Photo by Rhett Butler.

Malaysian authorities made their largest-ever ivory bust after uncovering 24 tons of “white gold” hidden in crates designed to look like stacks of sawn wood. The street value of the ivory may exceed $25 million.

The ivory comes from over 750 elephants, according to conservationist Paula Kahumbu. The shipment originated in Togo, but the elephants were likely killed in other parts of Africa, since the West African nation has less than 200 pachyderms.

Malaysian customs officials say the shipment traveled from Togo to Algeria to Spain to Malaysia. The contraband was destined for China, which is the largest consumer of ivory products.
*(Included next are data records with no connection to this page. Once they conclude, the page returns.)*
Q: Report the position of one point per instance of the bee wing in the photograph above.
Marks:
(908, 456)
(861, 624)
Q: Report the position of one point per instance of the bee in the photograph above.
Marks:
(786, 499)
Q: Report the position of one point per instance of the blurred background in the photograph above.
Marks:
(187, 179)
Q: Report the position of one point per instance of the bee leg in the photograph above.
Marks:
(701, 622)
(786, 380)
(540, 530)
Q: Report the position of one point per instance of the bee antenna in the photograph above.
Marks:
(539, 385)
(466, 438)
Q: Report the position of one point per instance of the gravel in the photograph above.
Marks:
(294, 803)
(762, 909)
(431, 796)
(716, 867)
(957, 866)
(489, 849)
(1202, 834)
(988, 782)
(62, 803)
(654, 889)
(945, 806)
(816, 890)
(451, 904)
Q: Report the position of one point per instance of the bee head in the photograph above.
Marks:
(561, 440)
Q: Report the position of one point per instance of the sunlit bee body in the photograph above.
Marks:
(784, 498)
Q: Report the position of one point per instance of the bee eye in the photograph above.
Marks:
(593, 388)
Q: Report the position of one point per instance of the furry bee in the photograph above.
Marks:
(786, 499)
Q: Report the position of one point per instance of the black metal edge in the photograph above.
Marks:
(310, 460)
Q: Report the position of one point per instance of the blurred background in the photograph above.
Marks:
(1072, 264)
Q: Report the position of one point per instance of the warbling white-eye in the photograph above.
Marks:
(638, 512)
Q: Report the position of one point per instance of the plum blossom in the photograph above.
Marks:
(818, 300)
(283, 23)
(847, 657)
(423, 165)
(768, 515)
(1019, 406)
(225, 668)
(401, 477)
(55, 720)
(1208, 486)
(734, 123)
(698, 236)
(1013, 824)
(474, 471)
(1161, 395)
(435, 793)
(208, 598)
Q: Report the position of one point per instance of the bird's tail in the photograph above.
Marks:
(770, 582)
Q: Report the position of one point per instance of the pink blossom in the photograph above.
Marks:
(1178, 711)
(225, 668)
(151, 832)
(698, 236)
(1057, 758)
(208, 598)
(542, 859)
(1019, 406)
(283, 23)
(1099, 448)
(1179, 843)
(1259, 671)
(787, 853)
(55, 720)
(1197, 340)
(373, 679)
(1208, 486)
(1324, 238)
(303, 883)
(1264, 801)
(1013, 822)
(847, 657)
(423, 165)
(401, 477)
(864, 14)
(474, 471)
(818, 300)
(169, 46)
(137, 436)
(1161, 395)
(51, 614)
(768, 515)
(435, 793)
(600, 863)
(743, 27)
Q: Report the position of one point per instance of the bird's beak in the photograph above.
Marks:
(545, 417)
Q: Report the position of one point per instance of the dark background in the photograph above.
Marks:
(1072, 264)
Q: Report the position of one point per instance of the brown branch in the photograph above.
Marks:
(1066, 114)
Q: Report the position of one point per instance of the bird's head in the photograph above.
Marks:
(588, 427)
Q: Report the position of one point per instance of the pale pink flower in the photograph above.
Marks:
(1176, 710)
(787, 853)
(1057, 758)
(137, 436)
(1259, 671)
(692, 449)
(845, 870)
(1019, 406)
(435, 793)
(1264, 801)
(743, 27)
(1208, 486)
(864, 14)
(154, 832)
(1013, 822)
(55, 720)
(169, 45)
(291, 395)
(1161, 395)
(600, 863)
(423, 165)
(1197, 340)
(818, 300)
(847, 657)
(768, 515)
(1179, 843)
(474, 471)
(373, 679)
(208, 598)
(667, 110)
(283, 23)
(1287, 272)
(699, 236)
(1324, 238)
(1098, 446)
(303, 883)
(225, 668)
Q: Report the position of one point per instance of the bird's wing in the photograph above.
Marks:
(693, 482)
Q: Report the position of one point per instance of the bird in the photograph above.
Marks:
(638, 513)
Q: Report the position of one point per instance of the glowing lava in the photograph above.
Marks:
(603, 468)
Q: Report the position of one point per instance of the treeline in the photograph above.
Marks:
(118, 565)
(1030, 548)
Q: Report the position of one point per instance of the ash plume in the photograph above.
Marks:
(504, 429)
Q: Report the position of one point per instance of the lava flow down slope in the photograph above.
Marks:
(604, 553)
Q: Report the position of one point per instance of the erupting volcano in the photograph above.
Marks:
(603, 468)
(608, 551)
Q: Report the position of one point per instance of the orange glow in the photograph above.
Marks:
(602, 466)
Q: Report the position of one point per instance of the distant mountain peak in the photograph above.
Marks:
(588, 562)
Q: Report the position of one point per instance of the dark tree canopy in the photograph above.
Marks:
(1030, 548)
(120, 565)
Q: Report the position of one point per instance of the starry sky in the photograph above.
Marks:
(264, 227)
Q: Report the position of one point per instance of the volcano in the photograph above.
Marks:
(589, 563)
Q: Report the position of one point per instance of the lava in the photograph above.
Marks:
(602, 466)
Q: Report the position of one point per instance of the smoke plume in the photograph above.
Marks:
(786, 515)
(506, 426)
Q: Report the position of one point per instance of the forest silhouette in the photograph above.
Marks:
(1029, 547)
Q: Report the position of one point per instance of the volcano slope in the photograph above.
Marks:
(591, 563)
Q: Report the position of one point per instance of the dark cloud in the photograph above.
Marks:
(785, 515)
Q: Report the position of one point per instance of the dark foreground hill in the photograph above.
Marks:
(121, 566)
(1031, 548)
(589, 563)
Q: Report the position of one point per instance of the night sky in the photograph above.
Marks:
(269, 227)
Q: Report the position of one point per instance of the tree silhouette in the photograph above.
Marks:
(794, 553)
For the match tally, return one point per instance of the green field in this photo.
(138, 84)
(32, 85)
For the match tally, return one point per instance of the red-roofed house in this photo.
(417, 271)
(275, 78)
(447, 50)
With a rising middle class in China and Vietnam, the illegal ivory trade is booming. The Wildlife Conservation Society estimates that 30,000 elephants have been killed in 2012 alone for their tusks.

According to recent investigations by the Environmental Investigation Agency and TRAFFIC, the ivory business is increasingly controlled by criminal syndicates. Some violent groups — including the Lord’s Resistance Army in Uganda and the Democratic Republic of Congo (DRC) and the Shabab in Somalia — are said to be using proceeds from ivory sales to buy weapons. However government forces in DRC and South Sudan have also been implicated in the trade.

The Malaysian seizure comes less than a month-and-a-half after two separate busts in Hong Kong, which netted 5.3 tons of ivory.